Day Twenty One

It’s been twenty-one days since Mama return to the mercy of Allah SWT. I keep counting. I don’t know why, maybe because numbers stay still, while everything else keeps slipping. Twenty-one feels both too short and too long. Three weeks is nothing. Yet three weeks is forever.

Last Sunday I missed her in a way that made my whole body restless. I couldn’t sit, couldn’t pray properly, couldn’t even distract myself with chores. The missing doesn’t always look like tears; sometimes it looks like pacing around the house, opening the fridge without hunger, picking up my phone and putting it down again. It’s absurd how the world keeps working, markets opening, emails pinging, traffic crawling when mine split apart into “before” and “after.”

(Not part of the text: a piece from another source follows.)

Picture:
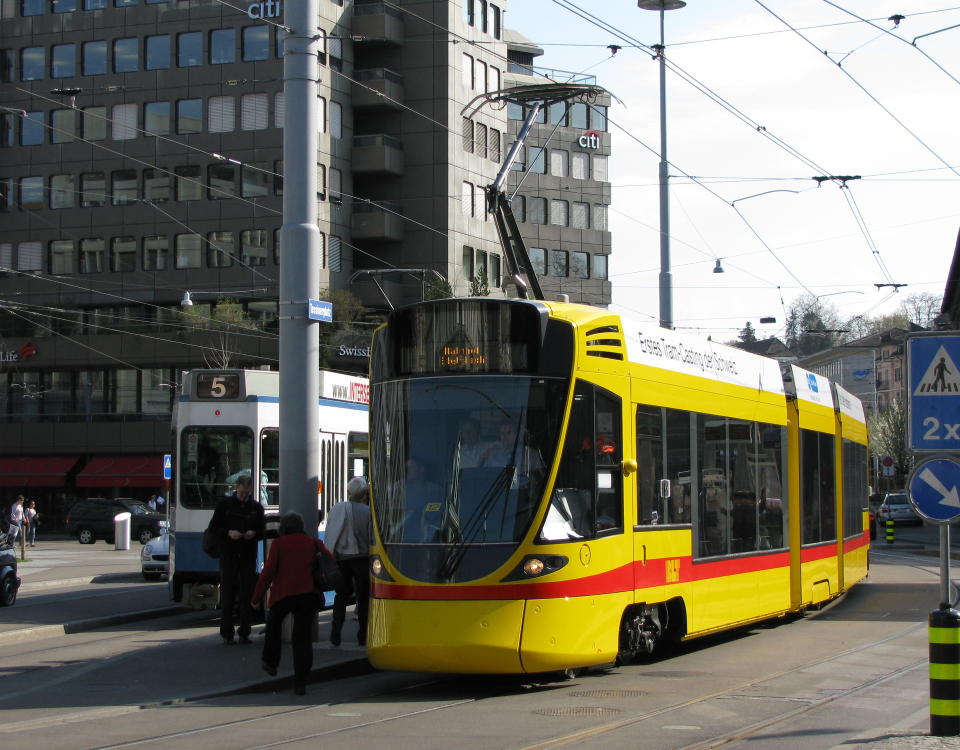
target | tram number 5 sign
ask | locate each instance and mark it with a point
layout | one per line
(933, 400)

And here’s the part I almost don’t want to write: jealousy.
I feel jealous. Petty, sharp jealousy. That I only got thirty-two years with her. That other people still get decades, still have mothers to hug, to call, to roll their eyes at. They post Sunday lunches, birthday cakes, “quality time” photos. I scroll and it burns. I tell myself, don’t be unfair, you don’t know their lives, but grief doesn’t care about fairness. It wants what it wants, and what it wants is impossible.

I’m jealous too of my brother. Mama came to him in a dream. She hasn’t come to me. I try to shrug it off, dreams are nothing but brain static. But still, when he told me, something inside me dropped. Why not me? Doesn’t she know how much I need her? Or maybe I should be grateful she hasn’t come. Maybe it would undo me, waking up to her shadow. Both thoughts live in me, pulling in opposite directions.

Monday morning I noticed something strange. I ate breakfast like usual. I went to work like usual. I talked, answered emails, typed. My body seems to have signed a contract with life: keep going, even if the soul refuses. But my prayers are different now. Heavier, sharper. Less ritual, more raw. My prayers feel like the only way left to love her, to say, I haven’t forgotten. I won’t forget. I’m still here, still yours.

And then there’s this contradiction I keep circling. I want to be around my siblings more than my husband. He has been everything, my rock, my wall, my beam of fragile home, my quiet supporter, grieving with me. He lost Mama too. Mama is his mother too. His grief is real, and I don’t discount it. But with my siblings, it’s something else. Something wordless. We share decades of nonsense and mess, fought over ridiculous things, slammed doors, borrowed clothes without asking, laughed at jokes that only make sense to us. With them, I don’t need to translate this pain. They know the exact shape of it, because it tore through them too. With him, it’s love. With them, it’s memory. And right now, memory is the only thing that feels like oxygen.

But even memory feels fragile. My memory is a terrible storage. Right after something happens, it feels sharp, alive, like I’ll be able to keep it forever. Then later, when I reach for it, it’s already changing shape, broken into fragments, rearranged into something else entirely. That’s why I write. I don’t have a camera for every second, nor I don’t have the tools to preserve her voice or her hands exactly as they were. All I have are words, my way of telling myself the story before it slips. Maybe that’s another contradiction, remembering and losing, at the same time.

Still, some things cling. Like how she played two Candy Crush games at once and somehow reached level six-thousand on both, while I was stuck at barely a hundred. She would laugh, then help me through a level like it was nothing. Or the way she always answered the phone: “Assalamualaikum, Kakak…” Her voice in that greeting, warm, playful, steady comes back to me at the strangest times, and it both comforts me and rips me apart.

I don’t know how to explain this: grief makes me both softer and meaner. I feel grateful for tiny kindnesses, a glass of water handed to me, someone asking if I’ve eaten but I also feel sharp, resentful, like the world owes me something it can’t give back. I can pray like a saint in the morning and scroll like a bitter cynic at night. I can say “I’m okay” with a straight face and then suddenly snap at someone for asking a harmless question. Maybe grief is just contradiction stretched into daily life.

Nothing about this makes sense. Nothing fits neatly. I want to move on and I want to hold on. I want Mama’s voice to leave me alone because it hurts, and I want it to stay forever because it’s all I have left. I want dreams of her and I don’t want them, because waking up would be brutal.

So here I am, twenty-one days in. Eating. Praying. Wishing. Writing. Counting. Contradicting myself at every turn. Maybe that’s what grief is living in a world where sense doesn’t live anymore, where the only honest thing to do is admit that nothing feels fair, and love doesn’t know where to go except upwards.